Trevor Painter

Personal information
- Full name: Trevor Alfred Painter
- Date of birth: 2 July 1949
- Place of birth: Norwich, England
- Date of death: 9 April 2012 (aged 62)
- Place of death: Drayton, Norfolk, England
- Height: 5 ft 11 in (1.80 m)
- Position: Defender

Youth career
- 1966–1967: Norwich City

Senior career*
- Years: Team / Apps / (Gls)
- 1967–1970: Norwich City / 2 / (0)
- 1970–1971: Colchester United / 1 / (0)
- 1971–1974: King's Lynn
- Lowestoft Town
- Total:  / 3 / (0)

= Trevor Painter (footballer) =

English footballer

Trevor Alfred Painter (2 July 1949 – 9 April 2012) was an English footballer who played in the Football League as a defender for Norwich City and Colchester United.

==Career==

Born in Norwich, Painter had initially trialled at Ipswich Town but signed as an apprentice with Norwich City in May 1966. He was captain of both Norwich and Norfolk boys teams and made 103 reserve team appearances, but could only muster two Football League appearances between turning professional in 1967 and signing for Colchester United in 1970.
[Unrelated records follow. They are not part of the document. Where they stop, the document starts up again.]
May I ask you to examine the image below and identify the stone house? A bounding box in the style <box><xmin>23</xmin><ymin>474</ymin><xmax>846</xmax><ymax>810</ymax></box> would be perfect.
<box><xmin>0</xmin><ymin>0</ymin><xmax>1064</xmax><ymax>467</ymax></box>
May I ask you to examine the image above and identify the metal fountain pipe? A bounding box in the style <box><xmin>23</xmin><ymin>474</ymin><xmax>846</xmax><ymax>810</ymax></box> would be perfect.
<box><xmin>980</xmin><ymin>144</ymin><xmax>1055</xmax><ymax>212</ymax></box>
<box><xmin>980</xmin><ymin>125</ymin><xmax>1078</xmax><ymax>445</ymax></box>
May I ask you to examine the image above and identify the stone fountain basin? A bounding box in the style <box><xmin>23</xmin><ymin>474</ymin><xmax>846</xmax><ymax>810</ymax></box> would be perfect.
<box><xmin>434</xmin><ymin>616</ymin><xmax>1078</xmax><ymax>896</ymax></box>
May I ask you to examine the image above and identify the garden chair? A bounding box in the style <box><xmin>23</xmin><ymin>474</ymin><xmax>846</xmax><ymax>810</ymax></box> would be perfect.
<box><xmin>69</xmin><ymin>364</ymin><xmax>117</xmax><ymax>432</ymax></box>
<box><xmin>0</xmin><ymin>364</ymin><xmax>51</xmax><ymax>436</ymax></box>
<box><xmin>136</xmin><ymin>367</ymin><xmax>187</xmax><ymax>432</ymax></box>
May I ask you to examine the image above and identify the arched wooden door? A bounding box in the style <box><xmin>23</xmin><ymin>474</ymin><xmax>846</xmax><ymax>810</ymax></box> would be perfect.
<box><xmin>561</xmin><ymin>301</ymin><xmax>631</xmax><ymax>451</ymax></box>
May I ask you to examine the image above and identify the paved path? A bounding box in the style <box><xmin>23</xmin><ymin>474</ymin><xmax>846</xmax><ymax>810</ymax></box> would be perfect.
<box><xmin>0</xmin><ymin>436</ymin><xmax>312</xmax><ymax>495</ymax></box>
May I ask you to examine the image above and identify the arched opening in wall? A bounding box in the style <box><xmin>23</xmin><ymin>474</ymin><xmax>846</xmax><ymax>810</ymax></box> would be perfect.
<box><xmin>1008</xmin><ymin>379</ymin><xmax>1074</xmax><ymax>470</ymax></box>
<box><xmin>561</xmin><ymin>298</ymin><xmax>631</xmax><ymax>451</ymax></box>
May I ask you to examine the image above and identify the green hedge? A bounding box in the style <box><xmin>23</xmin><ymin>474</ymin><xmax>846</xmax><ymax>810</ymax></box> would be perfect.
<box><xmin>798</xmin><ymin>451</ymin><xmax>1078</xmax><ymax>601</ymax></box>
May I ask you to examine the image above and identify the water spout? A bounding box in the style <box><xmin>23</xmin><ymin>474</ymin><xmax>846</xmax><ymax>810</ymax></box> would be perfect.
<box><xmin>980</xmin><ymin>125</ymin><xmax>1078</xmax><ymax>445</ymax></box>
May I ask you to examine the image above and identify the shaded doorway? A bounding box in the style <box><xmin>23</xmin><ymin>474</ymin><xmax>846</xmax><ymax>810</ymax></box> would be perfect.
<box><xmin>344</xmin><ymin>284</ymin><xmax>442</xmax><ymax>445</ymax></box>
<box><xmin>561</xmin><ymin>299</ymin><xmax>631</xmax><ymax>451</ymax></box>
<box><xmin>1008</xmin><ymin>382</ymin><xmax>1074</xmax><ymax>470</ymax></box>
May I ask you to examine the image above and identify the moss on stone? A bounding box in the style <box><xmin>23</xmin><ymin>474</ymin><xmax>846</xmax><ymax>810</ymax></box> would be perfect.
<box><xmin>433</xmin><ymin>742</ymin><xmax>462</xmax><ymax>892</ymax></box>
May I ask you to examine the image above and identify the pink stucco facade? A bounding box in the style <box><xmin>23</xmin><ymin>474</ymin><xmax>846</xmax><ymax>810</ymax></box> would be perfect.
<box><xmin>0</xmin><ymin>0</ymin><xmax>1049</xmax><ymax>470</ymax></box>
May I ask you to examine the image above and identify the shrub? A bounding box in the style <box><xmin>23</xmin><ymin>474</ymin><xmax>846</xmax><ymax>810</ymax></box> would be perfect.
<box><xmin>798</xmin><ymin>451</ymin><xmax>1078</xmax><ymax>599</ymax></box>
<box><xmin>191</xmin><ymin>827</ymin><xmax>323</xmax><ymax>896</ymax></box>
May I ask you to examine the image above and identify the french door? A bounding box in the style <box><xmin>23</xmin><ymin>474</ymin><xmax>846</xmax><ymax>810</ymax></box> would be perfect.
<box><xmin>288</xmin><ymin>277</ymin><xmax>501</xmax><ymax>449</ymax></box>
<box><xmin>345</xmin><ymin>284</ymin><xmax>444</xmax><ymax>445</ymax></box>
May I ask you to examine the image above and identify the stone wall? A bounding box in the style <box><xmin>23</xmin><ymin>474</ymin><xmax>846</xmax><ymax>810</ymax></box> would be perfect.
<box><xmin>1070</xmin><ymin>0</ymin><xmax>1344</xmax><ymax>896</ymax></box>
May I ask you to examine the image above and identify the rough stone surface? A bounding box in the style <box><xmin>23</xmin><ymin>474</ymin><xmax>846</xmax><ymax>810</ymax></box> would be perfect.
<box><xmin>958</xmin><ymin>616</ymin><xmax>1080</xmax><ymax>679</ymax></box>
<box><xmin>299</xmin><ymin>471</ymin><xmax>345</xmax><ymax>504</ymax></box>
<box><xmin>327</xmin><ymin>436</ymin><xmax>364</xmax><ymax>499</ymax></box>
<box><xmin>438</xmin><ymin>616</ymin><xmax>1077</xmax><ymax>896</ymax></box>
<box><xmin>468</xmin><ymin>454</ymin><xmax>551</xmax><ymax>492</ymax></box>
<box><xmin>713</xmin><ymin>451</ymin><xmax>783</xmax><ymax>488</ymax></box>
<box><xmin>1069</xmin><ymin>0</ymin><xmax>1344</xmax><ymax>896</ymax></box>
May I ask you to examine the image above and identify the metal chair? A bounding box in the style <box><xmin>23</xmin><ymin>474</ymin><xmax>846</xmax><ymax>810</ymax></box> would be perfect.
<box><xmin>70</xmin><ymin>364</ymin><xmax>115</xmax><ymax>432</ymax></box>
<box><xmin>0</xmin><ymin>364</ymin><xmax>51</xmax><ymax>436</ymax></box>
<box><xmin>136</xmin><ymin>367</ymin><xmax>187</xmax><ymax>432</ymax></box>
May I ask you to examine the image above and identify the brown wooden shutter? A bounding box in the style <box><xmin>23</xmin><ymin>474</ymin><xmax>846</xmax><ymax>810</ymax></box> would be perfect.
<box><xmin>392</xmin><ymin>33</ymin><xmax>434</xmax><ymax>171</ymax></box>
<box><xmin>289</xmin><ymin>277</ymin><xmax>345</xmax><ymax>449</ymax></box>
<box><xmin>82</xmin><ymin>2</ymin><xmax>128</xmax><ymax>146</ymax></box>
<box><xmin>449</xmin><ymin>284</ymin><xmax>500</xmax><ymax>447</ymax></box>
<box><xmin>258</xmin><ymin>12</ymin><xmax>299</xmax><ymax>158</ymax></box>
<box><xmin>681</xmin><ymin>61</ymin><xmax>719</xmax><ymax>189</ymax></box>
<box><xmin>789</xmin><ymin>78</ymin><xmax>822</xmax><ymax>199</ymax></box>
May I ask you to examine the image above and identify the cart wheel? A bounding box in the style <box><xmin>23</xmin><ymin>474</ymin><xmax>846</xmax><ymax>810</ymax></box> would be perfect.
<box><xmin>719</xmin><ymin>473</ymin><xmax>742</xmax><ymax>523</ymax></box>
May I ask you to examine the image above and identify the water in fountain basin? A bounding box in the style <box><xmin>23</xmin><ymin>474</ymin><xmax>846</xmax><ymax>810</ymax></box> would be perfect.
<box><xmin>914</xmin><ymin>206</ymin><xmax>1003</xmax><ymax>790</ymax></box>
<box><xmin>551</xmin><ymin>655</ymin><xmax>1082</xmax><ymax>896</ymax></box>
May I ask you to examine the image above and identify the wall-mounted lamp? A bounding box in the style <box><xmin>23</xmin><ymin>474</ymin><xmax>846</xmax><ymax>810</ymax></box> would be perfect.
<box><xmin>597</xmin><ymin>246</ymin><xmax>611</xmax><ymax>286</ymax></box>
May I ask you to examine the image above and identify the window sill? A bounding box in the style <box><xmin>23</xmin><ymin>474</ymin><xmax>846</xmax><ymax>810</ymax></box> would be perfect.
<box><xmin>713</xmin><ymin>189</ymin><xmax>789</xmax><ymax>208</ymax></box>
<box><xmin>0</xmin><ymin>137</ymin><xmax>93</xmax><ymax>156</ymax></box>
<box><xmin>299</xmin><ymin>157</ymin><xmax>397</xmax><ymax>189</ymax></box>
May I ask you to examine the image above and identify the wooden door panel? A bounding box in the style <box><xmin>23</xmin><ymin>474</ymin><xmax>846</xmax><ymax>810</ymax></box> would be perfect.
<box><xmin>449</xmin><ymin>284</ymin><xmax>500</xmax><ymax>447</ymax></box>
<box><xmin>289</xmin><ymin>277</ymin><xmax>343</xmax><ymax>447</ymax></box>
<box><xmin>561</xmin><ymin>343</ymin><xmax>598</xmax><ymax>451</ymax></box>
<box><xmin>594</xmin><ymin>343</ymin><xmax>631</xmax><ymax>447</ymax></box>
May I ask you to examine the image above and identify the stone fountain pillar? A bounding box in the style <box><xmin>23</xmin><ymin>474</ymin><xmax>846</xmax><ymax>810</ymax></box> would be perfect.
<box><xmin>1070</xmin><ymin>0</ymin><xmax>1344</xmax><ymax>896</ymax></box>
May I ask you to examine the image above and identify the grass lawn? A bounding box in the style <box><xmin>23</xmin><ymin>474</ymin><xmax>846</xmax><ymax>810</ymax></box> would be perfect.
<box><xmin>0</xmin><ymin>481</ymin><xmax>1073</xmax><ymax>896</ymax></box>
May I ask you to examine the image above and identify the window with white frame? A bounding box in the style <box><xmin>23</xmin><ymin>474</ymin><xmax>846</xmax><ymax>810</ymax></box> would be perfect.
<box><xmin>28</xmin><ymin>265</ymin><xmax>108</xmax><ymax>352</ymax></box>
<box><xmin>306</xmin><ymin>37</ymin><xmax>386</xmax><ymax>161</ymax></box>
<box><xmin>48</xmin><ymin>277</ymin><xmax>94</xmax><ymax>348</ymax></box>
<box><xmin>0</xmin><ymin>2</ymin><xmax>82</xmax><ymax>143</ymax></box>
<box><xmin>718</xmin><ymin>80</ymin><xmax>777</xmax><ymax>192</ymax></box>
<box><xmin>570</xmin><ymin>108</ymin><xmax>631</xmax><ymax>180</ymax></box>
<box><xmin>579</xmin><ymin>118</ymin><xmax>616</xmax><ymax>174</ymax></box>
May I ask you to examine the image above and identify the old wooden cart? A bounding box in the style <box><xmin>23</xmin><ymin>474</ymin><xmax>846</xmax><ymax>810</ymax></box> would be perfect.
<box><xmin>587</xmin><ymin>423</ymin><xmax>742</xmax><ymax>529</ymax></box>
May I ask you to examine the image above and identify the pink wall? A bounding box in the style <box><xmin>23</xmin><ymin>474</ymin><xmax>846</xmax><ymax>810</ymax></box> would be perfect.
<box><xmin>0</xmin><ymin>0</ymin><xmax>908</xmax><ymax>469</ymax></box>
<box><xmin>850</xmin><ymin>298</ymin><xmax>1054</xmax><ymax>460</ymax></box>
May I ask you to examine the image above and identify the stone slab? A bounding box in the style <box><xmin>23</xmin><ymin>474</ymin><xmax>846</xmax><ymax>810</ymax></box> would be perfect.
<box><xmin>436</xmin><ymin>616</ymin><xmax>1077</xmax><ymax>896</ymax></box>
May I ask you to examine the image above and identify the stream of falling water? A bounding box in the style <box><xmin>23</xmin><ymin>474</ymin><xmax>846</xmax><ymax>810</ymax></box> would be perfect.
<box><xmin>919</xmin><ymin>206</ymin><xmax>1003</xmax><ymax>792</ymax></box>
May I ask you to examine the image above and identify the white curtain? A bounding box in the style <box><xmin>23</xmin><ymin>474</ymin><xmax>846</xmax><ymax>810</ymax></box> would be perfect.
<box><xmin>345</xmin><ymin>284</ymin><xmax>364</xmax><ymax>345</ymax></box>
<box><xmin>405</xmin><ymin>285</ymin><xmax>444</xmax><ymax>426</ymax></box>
Colchester manager Dick Graham signed Painter in April 1970, but he did not make his first (and only) appearance until December of the same year. The game was a 1–0 defeat at Layer Road to Chester City on 18 December.

He was released by Colchester at the end of the 1970–71 season, joining King's Lynn and spending three years with the club. He later joined Lowestoft Town but rarely featured. He became an insurance worker in Norwich following his full-time football career.

Painter died in Drayton, Norfolk, in 2012 at the age of 62.